Keir Starmer a dévoilé, dans l’un de ses derniers gestes de Premier ministre, le plan d’investissement défense britannique de 298 milliards de livres, la plus forte hausse durable du budget militaire depuis la guerre froide. Mais l’enveloppe reste sous les attentes des armées.
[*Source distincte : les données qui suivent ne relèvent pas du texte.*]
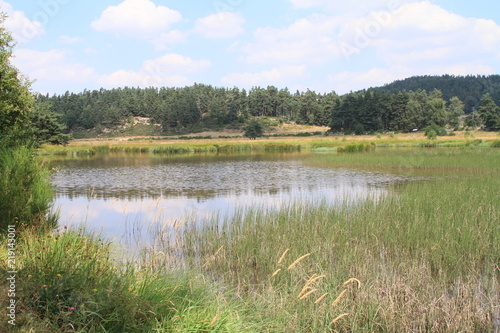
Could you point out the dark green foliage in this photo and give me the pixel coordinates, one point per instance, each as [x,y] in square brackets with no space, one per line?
[489,113]
[438,130]
[402,111]
[46,127]
[254,129]
[15,99]
[469,89]
[25,191]
[178,109]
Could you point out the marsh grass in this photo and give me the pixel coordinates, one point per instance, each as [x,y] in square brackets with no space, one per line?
[424,257]
[25,192]
[74,282]
[426,254]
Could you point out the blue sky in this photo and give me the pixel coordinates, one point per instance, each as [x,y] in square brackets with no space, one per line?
[322,45]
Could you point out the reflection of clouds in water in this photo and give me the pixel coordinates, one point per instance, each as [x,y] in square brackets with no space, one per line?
[129,194]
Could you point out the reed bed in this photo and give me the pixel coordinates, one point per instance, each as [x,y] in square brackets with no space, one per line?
[426,255]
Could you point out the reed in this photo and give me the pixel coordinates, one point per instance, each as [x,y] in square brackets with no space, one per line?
[426,252]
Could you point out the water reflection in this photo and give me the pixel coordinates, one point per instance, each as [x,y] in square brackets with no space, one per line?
[115,192]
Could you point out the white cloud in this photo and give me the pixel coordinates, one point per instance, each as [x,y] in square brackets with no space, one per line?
[306,41]
[349,8]
[166,39]
[69,40]
[23,29]
[169,70]
[51,66]
[137,19]
[280,75]
[175,64]
[221,25]
[123,78]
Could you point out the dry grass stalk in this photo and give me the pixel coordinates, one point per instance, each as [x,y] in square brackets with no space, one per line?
[213,257]
[276,272]
[298,260]
[338,318]
[283,256]
[311,280]
[308,293]
[351,280]
[214,320]
[320,298]
[339,297]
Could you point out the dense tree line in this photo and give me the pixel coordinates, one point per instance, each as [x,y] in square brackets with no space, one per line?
[199,104]
[469,89]
[404,111]
[206,106]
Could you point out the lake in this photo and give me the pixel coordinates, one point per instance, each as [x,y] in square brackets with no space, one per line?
[121,195]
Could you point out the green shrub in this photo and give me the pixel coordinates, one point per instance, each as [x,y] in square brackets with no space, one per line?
[25,191]
[436,128]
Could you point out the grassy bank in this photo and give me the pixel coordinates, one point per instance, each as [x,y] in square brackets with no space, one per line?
[426,255]
[200,144]
[75,282]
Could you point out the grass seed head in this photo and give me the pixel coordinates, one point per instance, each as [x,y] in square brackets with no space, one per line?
[298,260]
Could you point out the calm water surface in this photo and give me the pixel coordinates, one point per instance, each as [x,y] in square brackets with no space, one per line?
[117,193]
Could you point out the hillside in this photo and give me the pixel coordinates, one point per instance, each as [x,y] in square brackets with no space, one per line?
[469,89]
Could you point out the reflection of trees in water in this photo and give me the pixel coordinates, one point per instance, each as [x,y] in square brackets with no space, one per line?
[204,177]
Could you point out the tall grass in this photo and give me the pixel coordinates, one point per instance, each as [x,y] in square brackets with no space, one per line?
[75,282]
[25,192]
[427,254]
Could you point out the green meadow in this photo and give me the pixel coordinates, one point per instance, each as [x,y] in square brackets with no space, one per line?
[424,257]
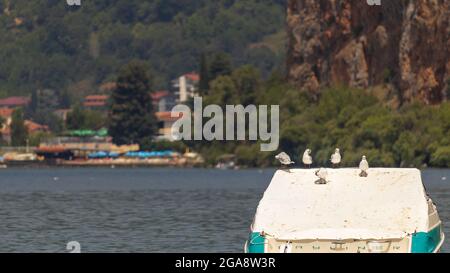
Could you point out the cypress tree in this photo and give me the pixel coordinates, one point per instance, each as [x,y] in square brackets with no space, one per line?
[131,117]
[19,133]
[204,75]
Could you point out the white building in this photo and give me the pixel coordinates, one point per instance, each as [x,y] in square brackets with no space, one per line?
[185,86]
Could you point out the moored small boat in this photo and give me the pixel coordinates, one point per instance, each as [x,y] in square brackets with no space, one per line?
[388,211]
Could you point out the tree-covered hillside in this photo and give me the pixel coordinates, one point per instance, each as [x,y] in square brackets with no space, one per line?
[48,44]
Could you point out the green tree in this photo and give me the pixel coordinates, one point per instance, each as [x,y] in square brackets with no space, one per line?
[220,66]
[19,132]
[204,75]
[85,119]
[76,119]
[132,120]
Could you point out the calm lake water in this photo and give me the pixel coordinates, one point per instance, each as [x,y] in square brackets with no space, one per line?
[143,210]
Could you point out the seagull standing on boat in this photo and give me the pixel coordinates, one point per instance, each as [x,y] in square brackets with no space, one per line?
[284,159]
[322,175]
[363,166]
[307,158]
[336,158]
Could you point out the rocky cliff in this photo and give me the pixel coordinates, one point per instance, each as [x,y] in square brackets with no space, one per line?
[405,43]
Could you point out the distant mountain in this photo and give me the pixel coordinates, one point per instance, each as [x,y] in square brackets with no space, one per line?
[49,44]
[404,44]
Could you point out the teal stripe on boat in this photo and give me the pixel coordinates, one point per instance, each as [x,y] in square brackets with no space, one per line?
[255,243]
[426,242]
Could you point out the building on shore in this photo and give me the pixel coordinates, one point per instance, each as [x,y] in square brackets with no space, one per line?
[185,87]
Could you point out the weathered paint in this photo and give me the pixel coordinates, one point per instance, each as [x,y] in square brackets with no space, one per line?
[255,243]
[426,242]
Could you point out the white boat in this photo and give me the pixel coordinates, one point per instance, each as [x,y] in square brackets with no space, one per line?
[388,211]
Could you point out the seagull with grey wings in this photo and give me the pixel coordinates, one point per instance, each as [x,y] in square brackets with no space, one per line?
[307,158]
[284,159]
[363,166]
[336,158]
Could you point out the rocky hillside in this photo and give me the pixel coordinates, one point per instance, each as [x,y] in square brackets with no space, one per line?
[405,43]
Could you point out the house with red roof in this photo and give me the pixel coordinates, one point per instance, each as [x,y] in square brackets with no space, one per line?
[163,101]
[96,102]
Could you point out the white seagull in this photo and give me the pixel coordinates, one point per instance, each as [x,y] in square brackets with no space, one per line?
[284,159]
[363,166]
[307,158]
[322,174]
[336,158]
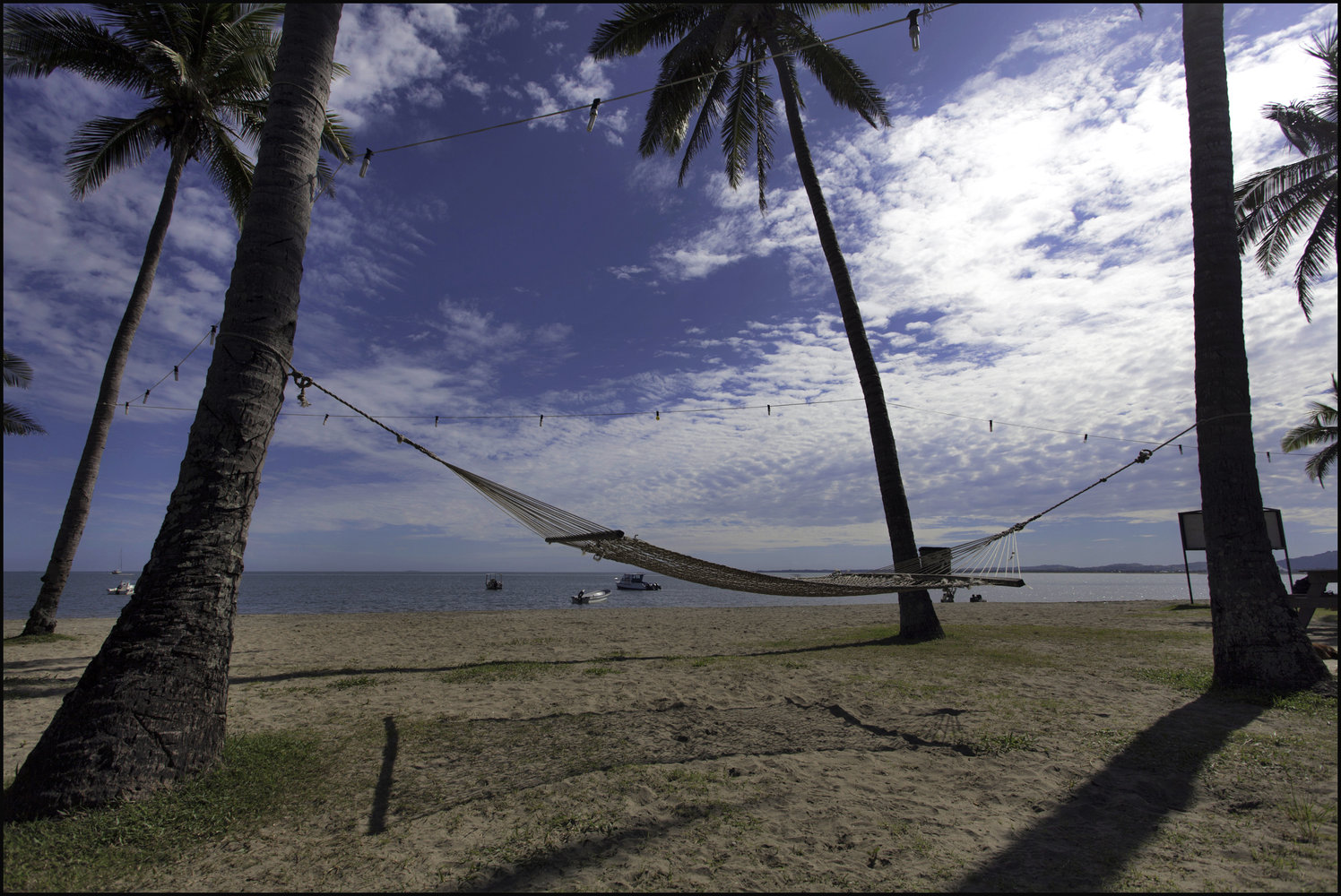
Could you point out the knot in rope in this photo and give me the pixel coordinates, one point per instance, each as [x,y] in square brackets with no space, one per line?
[302,383]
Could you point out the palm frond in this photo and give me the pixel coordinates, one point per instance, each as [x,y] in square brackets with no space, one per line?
[740,122]
[714,105]
[673,101]
[1273,207]
[1313,261]
[39,42]
[763,135]
[848,86]
[16,370]
[1287,215]
[1306,130]
[1317,429]
[18,423]
[229,167]
[337,138]
[645,24]
[105,145]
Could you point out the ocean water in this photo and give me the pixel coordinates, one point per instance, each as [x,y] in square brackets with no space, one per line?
[86,594]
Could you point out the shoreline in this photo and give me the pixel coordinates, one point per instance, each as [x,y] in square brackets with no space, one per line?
[1043,746]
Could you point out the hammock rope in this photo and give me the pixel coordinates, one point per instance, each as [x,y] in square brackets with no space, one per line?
[984,561]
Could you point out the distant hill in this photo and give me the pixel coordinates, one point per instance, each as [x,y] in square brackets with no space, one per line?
[1328,560]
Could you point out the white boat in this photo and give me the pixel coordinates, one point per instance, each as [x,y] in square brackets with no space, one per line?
[590,597]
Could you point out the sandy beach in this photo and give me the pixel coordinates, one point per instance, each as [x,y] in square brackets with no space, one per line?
[1041,746]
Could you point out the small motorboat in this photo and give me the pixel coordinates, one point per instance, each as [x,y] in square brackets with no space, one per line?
[635,582]
[590,597]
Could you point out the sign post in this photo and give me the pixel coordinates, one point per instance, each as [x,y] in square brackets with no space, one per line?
[1192,529]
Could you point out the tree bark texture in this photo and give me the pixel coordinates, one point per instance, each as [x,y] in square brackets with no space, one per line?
[916,613]
[42,618]
[1257,639]
[151,707]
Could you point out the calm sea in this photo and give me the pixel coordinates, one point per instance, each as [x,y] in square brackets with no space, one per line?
[86,594]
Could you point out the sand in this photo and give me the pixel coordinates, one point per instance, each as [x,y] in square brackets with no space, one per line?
[762,749]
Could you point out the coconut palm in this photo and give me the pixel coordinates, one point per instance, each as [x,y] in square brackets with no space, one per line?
[151,707]
[204,70]
[1256,639]
[1319,429]
[715,74]
[1276,205]
[16,420]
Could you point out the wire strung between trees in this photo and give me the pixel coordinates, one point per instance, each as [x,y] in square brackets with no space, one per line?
[593,107]
[656,413]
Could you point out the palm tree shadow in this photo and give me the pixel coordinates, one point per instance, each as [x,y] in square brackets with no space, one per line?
[1086,842]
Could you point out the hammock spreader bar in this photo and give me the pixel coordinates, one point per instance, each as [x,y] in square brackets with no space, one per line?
[975,560]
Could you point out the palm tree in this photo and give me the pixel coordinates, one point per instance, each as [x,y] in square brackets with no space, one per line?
[1276,205]
[205,72]
[697,75]
[16,420]
[151,707]
[1319,429]
[1256,639]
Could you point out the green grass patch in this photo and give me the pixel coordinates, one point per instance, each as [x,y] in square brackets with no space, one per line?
[487,672]
[1192,680]
[357,682]
[1200,680]
[111,848]
[998,745]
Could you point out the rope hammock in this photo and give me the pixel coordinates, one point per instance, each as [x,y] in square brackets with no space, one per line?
[984,561]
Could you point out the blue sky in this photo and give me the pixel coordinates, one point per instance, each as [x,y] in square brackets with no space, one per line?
[1019,240]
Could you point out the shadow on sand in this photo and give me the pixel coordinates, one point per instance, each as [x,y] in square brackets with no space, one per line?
[1086,842]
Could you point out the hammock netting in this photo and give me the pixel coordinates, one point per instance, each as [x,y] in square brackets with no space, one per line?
[936,569]
[986,561]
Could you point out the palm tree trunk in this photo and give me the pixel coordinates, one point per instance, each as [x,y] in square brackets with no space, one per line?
[916,613]
[42,618]
[151,707]
[1257,640]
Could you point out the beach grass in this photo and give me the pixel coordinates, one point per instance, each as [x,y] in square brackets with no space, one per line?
[255,779]
[678,753]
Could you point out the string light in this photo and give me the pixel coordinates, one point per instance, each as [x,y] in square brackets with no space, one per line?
[592,108]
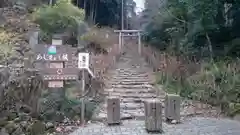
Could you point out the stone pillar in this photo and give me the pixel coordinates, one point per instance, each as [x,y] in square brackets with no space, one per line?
[172,108]
[153,115]
[119,42]
[139,43]
[33,39]
[113,110]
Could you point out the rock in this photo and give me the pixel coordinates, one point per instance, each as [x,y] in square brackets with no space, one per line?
[12,115]
[17,120]
[11,126]
[37,128]
[49,125]
[3,121]
[24,117]
[173,122]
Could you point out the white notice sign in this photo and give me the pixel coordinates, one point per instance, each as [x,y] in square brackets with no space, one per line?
[83,60]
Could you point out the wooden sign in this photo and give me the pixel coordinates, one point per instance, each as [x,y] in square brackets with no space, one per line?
[60,74]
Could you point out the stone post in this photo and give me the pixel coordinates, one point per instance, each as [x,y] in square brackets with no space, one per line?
[113,110]
[153,115]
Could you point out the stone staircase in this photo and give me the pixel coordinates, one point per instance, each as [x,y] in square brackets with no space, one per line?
[131,80]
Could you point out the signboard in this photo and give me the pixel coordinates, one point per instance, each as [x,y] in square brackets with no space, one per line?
[83,60]
[52,50]
[60,74]
[55,84]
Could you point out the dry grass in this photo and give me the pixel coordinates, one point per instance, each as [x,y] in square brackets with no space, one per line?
[101,37]
[216,83]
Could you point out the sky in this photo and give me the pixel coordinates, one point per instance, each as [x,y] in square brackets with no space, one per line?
[140,5]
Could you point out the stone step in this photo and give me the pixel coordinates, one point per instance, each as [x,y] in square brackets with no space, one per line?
[130,91]
[139,100]
[129,106]
[139,80]
[130,75]
[126,83]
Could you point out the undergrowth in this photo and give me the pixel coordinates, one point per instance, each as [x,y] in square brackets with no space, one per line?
[216,83]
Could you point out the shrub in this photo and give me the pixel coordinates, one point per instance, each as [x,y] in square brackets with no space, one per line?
[6,47]
[61,17]
[101,37]
[216,83]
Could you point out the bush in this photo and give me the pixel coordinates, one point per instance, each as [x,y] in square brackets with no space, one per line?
[61,17]
[6,47]
[216,83]
[101,37]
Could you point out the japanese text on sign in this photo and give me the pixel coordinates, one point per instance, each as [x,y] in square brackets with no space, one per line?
[47,57]
[83,60]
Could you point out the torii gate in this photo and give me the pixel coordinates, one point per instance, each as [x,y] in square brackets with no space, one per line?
[125,33]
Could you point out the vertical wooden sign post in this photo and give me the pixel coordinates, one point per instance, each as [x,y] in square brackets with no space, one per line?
[83,63]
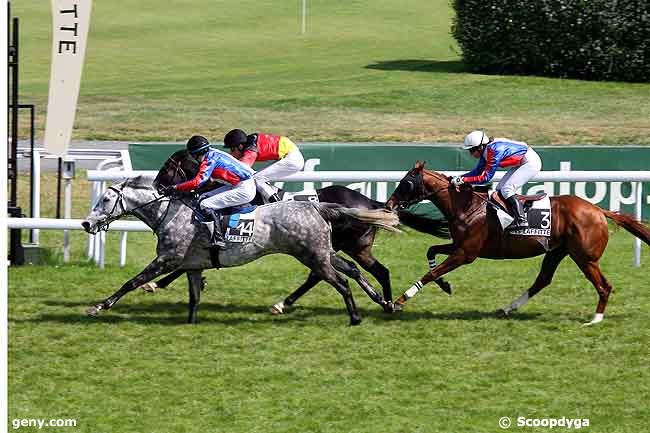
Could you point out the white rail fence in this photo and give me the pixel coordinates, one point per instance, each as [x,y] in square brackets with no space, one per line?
[99,178]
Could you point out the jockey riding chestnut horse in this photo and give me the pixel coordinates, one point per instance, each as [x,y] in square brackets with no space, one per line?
[578,230]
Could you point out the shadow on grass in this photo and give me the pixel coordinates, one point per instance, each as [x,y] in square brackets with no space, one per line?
[172,313]
[418,65]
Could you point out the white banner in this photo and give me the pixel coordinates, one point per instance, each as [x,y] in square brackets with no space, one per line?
[70,23]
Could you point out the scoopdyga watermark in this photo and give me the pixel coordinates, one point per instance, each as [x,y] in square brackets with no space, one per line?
[563,422]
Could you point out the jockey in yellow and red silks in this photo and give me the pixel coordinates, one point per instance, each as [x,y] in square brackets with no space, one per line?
[265,147]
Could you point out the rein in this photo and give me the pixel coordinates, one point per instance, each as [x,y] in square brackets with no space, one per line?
[454,217]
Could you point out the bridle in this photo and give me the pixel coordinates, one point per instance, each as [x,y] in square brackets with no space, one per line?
[418,187]
[103,225]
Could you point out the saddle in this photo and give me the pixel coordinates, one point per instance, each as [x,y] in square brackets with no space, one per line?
[527,200]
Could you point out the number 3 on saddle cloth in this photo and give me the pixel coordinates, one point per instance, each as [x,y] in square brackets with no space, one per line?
[538,212]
Le Defence Investment Plan (DIP) découle des conclusions de la revue stratégique de défense publiée un peu plus d’un an plus tôt, en 2025. Ce document qualifiait la Fédération de Russie de menace « immédiate et pressante » pour la souveraineté britannique et la sécurité de l’OTAN. Le DIP devait suivre de peu cette revue. Il aura fallu attendre.
La raison tient d’abord à l’argent. Comment financer l’expansion des forces armées face à Moscou et, plus tard, à l’instabilité croissante au Proche-Orient ? La question a paralysé le gouvernement pendant des mois. Plusieurs programmes annoncés dans la revue ont aussi buté sur des obstacles : le retour de la Royal Air Force dans la mission de frappe nucléaire, ou les déboires persistants du blindé de reconnaissance de nouvelle génération de l’armée de terre, l’Ajax.
Le départ de John Healey a fait vaciller le plan
Deux semaines avant la publication, le ministre de la Défense John Healey, qui avait participé à l’élaboration du DIP, a démissionné brutalement. Selon lui, le Premier ministre était « incapable » de trouver les fonds, le Trésor se montrant « peu disposé » à débloquer le moindre supplément.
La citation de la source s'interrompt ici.